En gras dans le texte

Le comité évoque ensuite des mesures économiques prises, «dont certaines ont été appliquées avec effet immédiat, et d'autres pas encore». «Parmi ces mesures figurait la suspension des livraisons de pétrole brut et le retrait d'avoirs libyens des banques», spécifie le document. Une fois ces «clarifications» faites, le comité passe aux menaces: si la Suisse, «et en particulier les autorités du canton de Genève» ne permettent pas à un comité spécial indépendant de faire la lumière sur les «motivations réelles» qui se trouvent derrière l'incident du 15 juillet, «la Libye exercera toutes les mesures politiques, diplomatiques et économiques contre la Suisse en vue de défendre sa dignité et celle de ses ressortissants». Une partie qui figure en gras dans le texte. En résumé: tout reste possible.Face aux spéculations véhiculées par certains médias – La Liberté a parlé samedi d'expulsion de tous les Suisses et de volonté de Tripoli de faire fermer l'ambassade –, l'ambassadeur Daniel von Muralt a visiblement voulu calmer le jeu. Mais il s'est exprimé au Matin dimanche et à l'ATS sans en avoir référé à sa hiérarchie, ce qui, selon nos informations, a quelque peu agacé le Département fédéral des affaires étrangères. Comment a-t-il pu, dans un dossier aussi sensible et connaissant le caractère «imprévisible» du clan Kadhafi, parler d'une sortie de crise prochaine? A Berne, le DFAE refuse de commenter ses déclarations.

Faire durer les crises

A ces problèmes de communication s'ajoute le rôle trouble de Tamoil Suisse, propriété libyenne. C'est son porte-parole, Laurent Paoliello, qui a le premier parlé de «gel des livraisons de pétrole vers la Suisse», le 8 octobre. Lundi soir, Tamoil précisait dans un communiqué que «bien que la très grande qualité du brut libyen soit la meilleure matière première pour la raffinerie de Collombey, la direction a pris les mesures nécessaires afin d'assurer la bonne marche de ses activités». Un communiqué étrange qui laisse supposer qu'elle va s'approvisionner ailleurs, envoyé par un porte-parole inatteignable depuis plusieurs jours… Tamoil cherche probablement à rassurer ses clients pour éviter qu'ils ne fuient ses stations-service.

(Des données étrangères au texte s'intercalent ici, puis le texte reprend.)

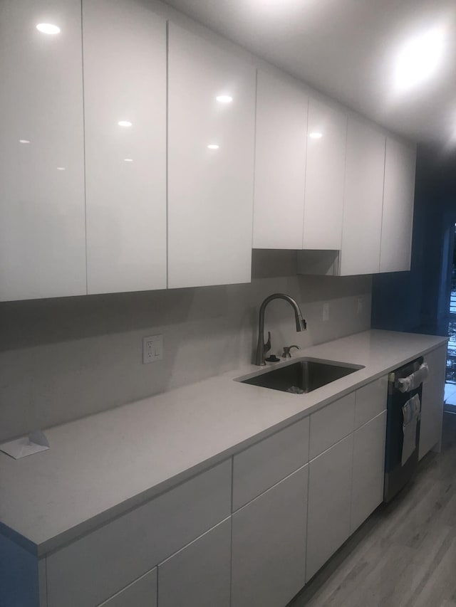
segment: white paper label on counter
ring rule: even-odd
[[[49,448],[49,443],[43,432],[38,430],[31,432],[28,436],[21,436],[14,440],[0,445],[0,451],[11,455],[15,460],[46,451]]]

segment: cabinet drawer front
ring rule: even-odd
[[[160,607],[229,607],[231,518],[160,565],[158,577]]]
[[[99,607],[157,607],[157,568],[130,584]]]
[[[233,512],[309,460],[309,418],[234,455]]]
[[[48,607],[105,601],[229,516],[230,507],[227,460],[49,556]]]
[[[353,431],[355,393],[351,392],[311,415],[311,460]]]
[[[304,585],[308,468],[233,514],[232,607],[286,605]]]
[[[388,375],[356,390],[356,395],[355,430],[386,408]]]
[[[353,434],[309,464],[306,581],[350,535]]]

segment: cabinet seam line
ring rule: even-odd
[[[306,226],[306,186],[307,184],[307,154],[309,152],[309,115],[310,112],[310,105],[311,100],[310,97],[307,96],[307,114],[306,114],[306,134],[305,134],[305,142],[304,147],[306,148],[306,159],[304,160],[304,191],[303,191],[303,199],[302,199],[302,238],[301,239],[301,248],[304,248],[304,230]]]
[[[380,222],[380,250],[378,251],[378,273],[381,270],[382,258],[382,236],[383,233],[383,211],[385,210],[385,181],[386,176],[386,146],[388,144],[388,136],[385,135],[385,153],[383,154],[383,187],[382,189],[382,216]]]
[[[166,187],[165,192],[165,200],[166,207],[166,288],[170,288],[170,216],[169,216],[169,112],[170,112],[170,21],[166,21],[166,108],[165,108],[165,147],[166,162],[165,168],[165,177]]]

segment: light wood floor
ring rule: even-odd
[[[456,415],[441,453],[380,506],[289,607],[456,607]]]

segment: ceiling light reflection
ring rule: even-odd
[[[231,95],[217,95],[215,98],[219,103],[231,103],[233,100]]]
[[[434,27],[403,46],[395,63],[396,90],[410,88],[435,72],[443,57],[445,38],[443,29]]]

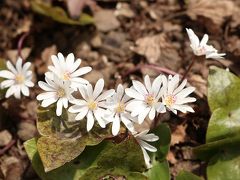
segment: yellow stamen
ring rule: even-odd
[[[173,95],[169,95],[165,98],[164,101],[167,106],[172,106],[176,102],[176,97]]]
[[[59,98],[64,97],[65,95],[66,95],[66,93],[65,93],[65,90],[64,90],[64,89],[62,89],[62,88],[58,89],[58,91],[57,91],[57,96],[58,96]]]
[[[152,106],[154,104],[154,97],[153,95],[149,94],[145,98],[145,102],[149,105]]]
[[[97,103],[95,101],[89,101],[88,102],[88,108],[90,110],[95,110],[97,108]]]
[[[18,75],[16,75],[15,80],[18,84],[22,84],[25,80],[25,77],[22,74],[18,74]]]
[[[67,80],[69,80],[70,79],[70,73],[69,72],[65,72],[64,74],[63,74],[63,80],[65,80],[65,81],[67,81]]]
[[[124,103],[122,102],[119,102],[118,105],[117,105],[117,108],[116,108],[116,112],[117,113],[122,113],[125,111],[125,106],[124,106]]]

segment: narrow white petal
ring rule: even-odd
[[[148,92],[145,86],[140,81],[132,81],[134,89],[142,95],[147,95]]]
[[[93,91],[93,99],[96,99],[102,93],[103,87],[104,87],[104,80],[99,79]]]
[[[80,113],[77,114],[75,120],[82,120],[88,113],[88,107],[83,107]]]
[[[63,102],[62,102],[62,99],[59,99],[57,101],[57,109],[56,109],[57,116],[61,116],[62,115],[62,108],[63,108]]]
[[[90,131],[94,125],[94,118],[92,111],[88,111],[87,114],[87,131]]]
[[[144,101],[144,96],[142,94],[140,94],[139,92],[137,92],[136,90],[134,90],[133,88],[126,88],[125,89],[125,93],[129,97],[132,97],[134,99],[138,99],[138,100],[143,100]]]
[[[104,93],[102,93],[100,96],[98,96],[98,98],[96,99],[96,101],[102,101],[105,100],[107,98],[109,98],[110,96],[112,96],[115,93],[114,89],[110,89],[108,91],[105,91]]]
[[[28,89],[27,86],[21,85],[21,91],[22,91],[24,96],[29,96],[29,89]]]
[[[91,70],[92,70],[92,68],[89,67],[89,66],[79,68],[77,71],[75,71],[74,73],[71,74],[71,77],[82,76],[82,75],[84,75],[84,74],[89,73]]]
[[[151,110],[150,110],[150,112],[149,112],[149,116],[148,116],[149,119],[150,119],[150,120],[153,120],[153,119],[155,118],[155,114],[156,114],[155,108],[152,107]]]
[[[112,134],[116,136],[119,130],[120,130],[120,119],[119,119],[119,115],[117,114],[113,119]]]
[[[51,98],[48,98],[48,99],[44,99],[41,103],[41,106],[42,107],[48,107],[49,105],[55,103],[57,100],[58,100],[58,98],[56,98],[56,97],[51,97]]]
[[[0,77],[6,78],[6,79],[15,79],[15,75],[11,71],[7,71],[7,70],[0,71]]]

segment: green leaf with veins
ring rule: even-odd
[[[37,141],[37,148],[46,172],[70,162],[86,146],[97,145],[112,137],[109,127],[102,129],[95,125],[87,132],[86,119],[73,123],[73,114],[65,110],[61,117],[56,116],[55,107],[41,108],[38,117],[37,128],[42,136]]]

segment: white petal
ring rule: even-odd
[[[101,94],[101,92],[103,91],[103,87],[104,87],[104,80],[99,79],[93,91],[93,99],[96,99]]]
[[[134,99],[138,99],[138,100],[143,100],[144,101],[144,96],[142,94],[140,94],[139,92],[137,92],[136,90],[134,90],[133,88],[126,88],[125,89],[125,93],[129,97],[132,97]]]
[[[204,36],[203,36],[203,38],[202,38],[202,40],[200,42],[200,46],[201,47],[205,46],[207,44],[207,42],[208,42],[208,35],[204,34]]]
[[[71,77],[78,77],[78,76],[82,76],[84,74],[87,74],[88,72],[90,72],[92,70],[91,67],[82,67],[79,68],[77,71],[75,71],[74,73],[71,74]]]
[[[193,91],[195,90],[195,87],[187,87],[185,89],[183,89],[182,91],[180,91],[176,96],[177,98],[184,98],[186,96],[188,96],[189,94],[191,94]]]
[[[114,89],[110,89],[108,91],[105,91],[104,93],[102,93],[100,96],[98,96],[98,98],[96,99],[96,101],[102,101],[105,100],[107,98],[109,98],[110,96],[112,96],[115,93]]]
[[[120,119],[119,119],[119,115],[117,114],[113,119],[112,134],[116,136],[119,132],[119,129],[120,129]]]
[[[41,103],[42,107],[48,107],[49,105],[55,103],[58,100],[57,97],[52,97],[52,98],[48,98],[48,99],[44,99]]]
[[[152,85],[151,85],[151,81],[148,75],[146,75],[144,77],[144,83],[145,83],[145,87],[147,88],[149,94],[152,93]]]
[[[7,61],[7,68],[12,71],[14,74],[18,74],[17,70],[15,69],[15,67],[12,65],[12,63],[10,61]]]
[[[152,107],[150,112],[149,112],[149,119],[153,120],[155,118],[155,108]]]
[[[132,81],[134,89],[142,95],[147,95],[148,92],[145,86],[140,81]]]
[[[5,80],[3,82],[1,82],[1,88],[8,88],[10,86],[12,86],[15,83],[14,80]]]
[[[24,96],[29,96],[29,89],[28,89],[27,86],[22,85],[22,86],[21,86],[21,91],[22,91],[22,93],[23,93]]]
[[[92,111],[88,111],[87,114],[87,131],[90,131],[94,125],[94,118]]]
[[[15,75],[7,70],[0,71],[0,77],[6,78],[6,79],[15,79]]]
[[[83,107],[80,113],[77,114],[75,120],[82,120],[88,113],[88,107]]]
[[[63,108],[63,102],[62,102],[62,99],[59,99],[57,101],[57,109],[56,109],[57,116],[61,116],[62,115],[62,108]]]

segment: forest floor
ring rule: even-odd
[[[182,169],[205,177],[206,162],[197,160],[192,148],[204,144],[211,112],[207,103],[209,66],[229,68],[240,74],[240,1],[238,0],[133,0],[91,1],[67,6],[65,1],[46,0],[61,6],[72,17],[86,12],[95,17],[93,25],[69,25],[39,15],[28,0],[0,2],[0,60],[21,55],[33,64],[35,84],[44,79],[50,56],[74,53],[93,71],[85,76],[91,83],[103,77],[106,88],[130,84],[146,74],[183,75],[193,57],[185,28],[192,28],[209,43],[227,53],[224,60],[199,59],[187,75],[196,87],[195,113],[169,113],[162,117],[172,131],[168,154],[171,176]],[[76,3],[68,1],[69,3]],[[75,7],[75,9],[73,8]],[[35,127],[39,88],[21,101],[0,101],[0,179],[38,179],[23,142],[36,136]],[[160,137],[161,138],[161,137]],[[21,177],[21,178],[20,178]]]

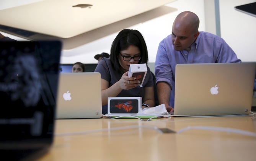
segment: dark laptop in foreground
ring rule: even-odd
[[[177,64],[174,114],[250,114],[256,70],[255,62]]]
[[[0,155],[34,160],[53,141],[61,43],[0,44]]]

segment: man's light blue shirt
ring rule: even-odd
[[[155,65],[156,83],[167,83],[172,88],[170,106],[174,107],[175,66],[177,64],[241,62],[232,49],[221,37],[200,31],[189,51],[177,51],[171,34],[159,43]]]

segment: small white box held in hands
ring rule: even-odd
[[[136,79],[140,81],[140,86],[142,87],[147,71],[146,64],[131,64],[128,72],[128,76],[136,77]]]

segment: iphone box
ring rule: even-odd
[[[108,114],[132,115],[141,113],[141,97],[109,97],[108,102]]]
[[[144,80],[148,70],[146,64],[131,64],[128,72],[128,76],[135,77],[140,81],[140,86],[142,87]]]

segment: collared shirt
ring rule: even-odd
[[[175,66],[177,64],[241,62],[232,49],[221,37],[200,31],[188,51],[177,51],[171,42],[171,34],[159,43],[155,65],[156,83],[167,83],[172,88],[170,106],[174,107]]]

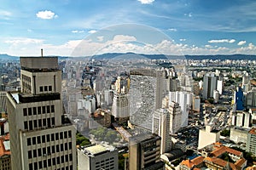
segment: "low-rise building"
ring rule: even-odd
[[[78,149],[79,170],[113,170],[118,169],[117,150],[97,144]]]

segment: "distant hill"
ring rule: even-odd
[[[47,57],[47,56],[45,56]],[[58,56],[59,60],[74,59],[75,57]],[[83,59],[84,57],[77,57],[76,59]],[[88,56],[86,57],[88,58]],[[143,54],[134,53],[108,53],[103,54],[94,55],[89,57],[95,60],[113,60],[113,59],[148,59],[148,60],[177,60],[177,59],[187,59],[187,60],[255,60],[256,55],[253,54],[216,54],[216,55],[164,55],[164,54]],[[0,54],[0,60],[19,60],[20,57],[11,56],[8,54]]]
[[[48,56],[45,56],[48,57]],[[59,60],[65,60],[68,59],[69,57],[66,56],[55,56],[58,57]],[[20,60],[20,57],[18,56],[12,56],[9,54],[0,54],[0,60]]]
[[[19,60],[20,57],[11,56],[8,54],[0,54],[0,60]]]

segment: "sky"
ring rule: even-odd
[[[253,0],[0,3],[0,54],[256,54]]]

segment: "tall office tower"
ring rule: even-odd
[[[256,128],[253,128],[247,133],[247,151],[256,156]]]
[[[222,91],[223,91],[223,80],[218,80],[217,81],[217,90],[218,91],[219,94],[222,94]]]
[[[151,130],[152,115],[161,107],[163,71],[137,69],[131,71],[130,121]]]
[[[192,109],[194,111],[200,112],[200,97],[193,96]]]
[[[113,94],[112,115],[115,120],[122,124],[129,120],[129,101],[127,94]]]
[[[203,98],[213,97],[213,90],[216,90],[217,76],[213,73],[207,73],[203,79]]]
[[[119,169],[118,150],[97,144],[78,149],[79,170]]]
[[[180,129],[182,122],[182,112],[178,103],[171,102],[168,111],[170,112],[170,133],[173,134]]]
[[[153,115],[152,133],[161,137],[160,154],[172,150],[170,135],[170,113],[166,109],[158,109]]]
[[[220,132],[212,130],[212,127],[207,125],[206,129],[201,129],[199,131],[198,137],[198,150],[203,147],[219,141]]]
[[[236,127],[249,128],[252,117],[246,111],[236,111],[232,114],[232,125]]]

Si la Suisse et la Libye «négocient» pour trouver une sortie honorable de la crise pour les deux parties, Tripoli impose ses propres règles et joue sur les informations contradictoires. Tout se joue sous la tente du colonel Kadhafi et de son clan, au gré de leur humeur. Hausser le ton et brandir des menaces pour faire pression ne correspond pas vraiment aux méthodes de la diplomatie suisse.La Libye sait aussi faire durer les crises pour atteindre son but. L'affaire des infirmières bulgares l'a démontré. Concernant l'affaire Hannibal, Tripoli n'obtiendra pas d'excuses officielles. Mais des explications qui pourraient y ressembler. Et, par exemple, l'assurance que si une telle affaire se reproduisait, les faits se dérouleraient peut-être un peu différemment. Et plus discrètement. En attendant, deux Suisses ne peuvent toujours pas quitter le sol libyen.